BACKGROUND: Standard treatment for glioblastoma is radiation with concomitant and adjuvant temozolomide for 6 cycles, although the optimal number of cycles of adjuvant temozolomide has long been a subject of debate. We performed a phase II randomized trial investigating whether extending adjuvant temozolomide for more than 6 cycles improved outcome. METHODS: Glioblastoma patients treated at 20 Spanish hospitals who had not progressed after 6 cycles of adjuvant temozolomide were centrally randomized to stop (control arm) or continue (experimental arm) temozolomide up to a total of 12 cycles at the same doses they were receiving in cycle 6. Patients were stratified by MGMT methylation and measurable disease. The primary endpoint was differences in 6-month progression-free survival (PFS). Secondary endpoints were PFS, overall survival (OS), and safety (Clinicaltrials.gov NCT02209948). RESULTS: From August 2014 to November 2018, 166 patients were screened, 7 of whom were ineligible. Seventy-nine patients were included in the stop arm and 80 in the experimental arm. All patients were included in the analyses of outcomes and of safety. There were no differences in 6-month PFS (control 55.7%; experimental 61.3%), PFS, or OS between arms. MGMT methylation and absence of measurable disease were independent factors of better outcome. Patients in the experimental arm had more lymphopenia (P < 0.001), thrombocytopenia (P < 0.001), and nausea and vomiting (P = 0.001).
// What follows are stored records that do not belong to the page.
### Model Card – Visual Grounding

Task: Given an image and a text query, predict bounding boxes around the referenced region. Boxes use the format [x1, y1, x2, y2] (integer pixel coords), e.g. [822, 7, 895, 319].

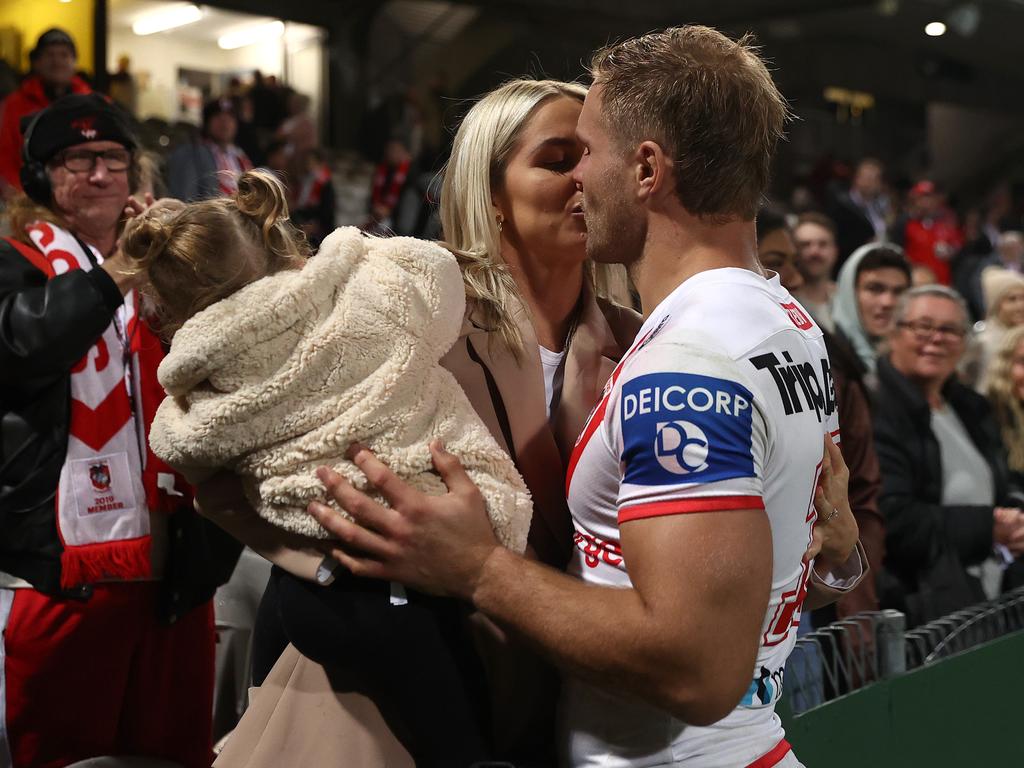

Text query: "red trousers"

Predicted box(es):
[0, 582, 214, 768]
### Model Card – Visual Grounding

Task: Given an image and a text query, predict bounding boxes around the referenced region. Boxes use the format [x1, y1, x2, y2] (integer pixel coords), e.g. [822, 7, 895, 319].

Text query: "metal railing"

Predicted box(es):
[785, 587, 1024, 715]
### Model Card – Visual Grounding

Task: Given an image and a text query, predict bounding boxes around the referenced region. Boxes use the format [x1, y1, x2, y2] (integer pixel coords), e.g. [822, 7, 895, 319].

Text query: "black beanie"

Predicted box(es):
[22, 93, 138, 163]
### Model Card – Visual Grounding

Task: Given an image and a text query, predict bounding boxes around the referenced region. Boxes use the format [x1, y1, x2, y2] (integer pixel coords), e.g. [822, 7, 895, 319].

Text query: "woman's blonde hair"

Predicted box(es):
[440, 79, 622, 354]
[986, 326, 1024, 472]
[122, 170, 309, 337]
[5, 151, 146, 246]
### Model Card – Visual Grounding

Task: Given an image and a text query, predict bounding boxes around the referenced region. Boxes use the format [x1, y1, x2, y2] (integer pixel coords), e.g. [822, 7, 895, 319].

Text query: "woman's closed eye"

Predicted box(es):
[541, 154, 579, 173]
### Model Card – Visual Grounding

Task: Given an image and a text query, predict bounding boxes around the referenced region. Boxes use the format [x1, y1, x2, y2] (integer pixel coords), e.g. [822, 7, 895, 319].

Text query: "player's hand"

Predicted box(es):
[193, 470, 252, 515]
[992, 507, 1024, 557]
[804, 435, 859, 569]
[309, 441, 499, 600]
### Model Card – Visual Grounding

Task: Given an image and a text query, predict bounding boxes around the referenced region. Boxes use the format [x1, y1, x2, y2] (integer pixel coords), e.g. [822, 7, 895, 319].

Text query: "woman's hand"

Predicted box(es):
[804, 435, 859, 570]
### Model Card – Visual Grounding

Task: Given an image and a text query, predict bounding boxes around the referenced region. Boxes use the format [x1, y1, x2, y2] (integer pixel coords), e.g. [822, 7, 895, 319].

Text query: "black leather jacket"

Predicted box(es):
[0, 240, 241, 621]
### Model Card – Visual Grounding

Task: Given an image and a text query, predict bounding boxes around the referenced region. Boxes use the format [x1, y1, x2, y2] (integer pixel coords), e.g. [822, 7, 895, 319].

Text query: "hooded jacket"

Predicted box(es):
[150, 227, 532, 553]
[833, 243, 879, 376]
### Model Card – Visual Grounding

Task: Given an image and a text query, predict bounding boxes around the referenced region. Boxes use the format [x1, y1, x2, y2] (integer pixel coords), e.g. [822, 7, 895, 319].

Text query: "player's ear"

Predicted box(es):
[634, 141, 675, 202]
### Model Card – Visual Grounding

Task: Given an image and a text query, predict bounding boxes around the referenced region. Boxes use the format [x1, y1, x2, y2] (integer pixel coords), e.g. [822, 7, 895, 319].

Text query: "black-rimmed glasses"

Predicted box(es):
[57, 150, 131, 173]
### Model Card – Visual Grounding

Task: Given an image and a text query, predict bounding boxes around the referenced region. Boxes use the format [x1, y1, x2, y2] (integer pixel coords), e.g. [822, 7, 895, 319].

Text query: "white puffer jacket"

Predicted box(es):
[150, 227, 531, 553]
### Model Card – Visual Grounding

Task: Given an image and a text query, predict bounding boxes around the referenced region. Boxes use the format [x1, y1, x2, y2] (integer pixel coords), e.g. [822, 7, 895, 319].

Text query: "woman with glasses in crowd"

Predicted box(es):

CONCLUSIONS: Continuing temozolomide after 6 adjuvant cycles is associated with greater toxicity but confers no additional benefit in 6-month PFS. KEY POINTS: 1. Extending adjuvant temozolomide to 12 cycles did not improve 6-month PFS.2. Extending adjuvant temozolomide did not improve PFS or OS in any patient subset.3. Extending adjuvant temozolomide was linked to increased toxicities.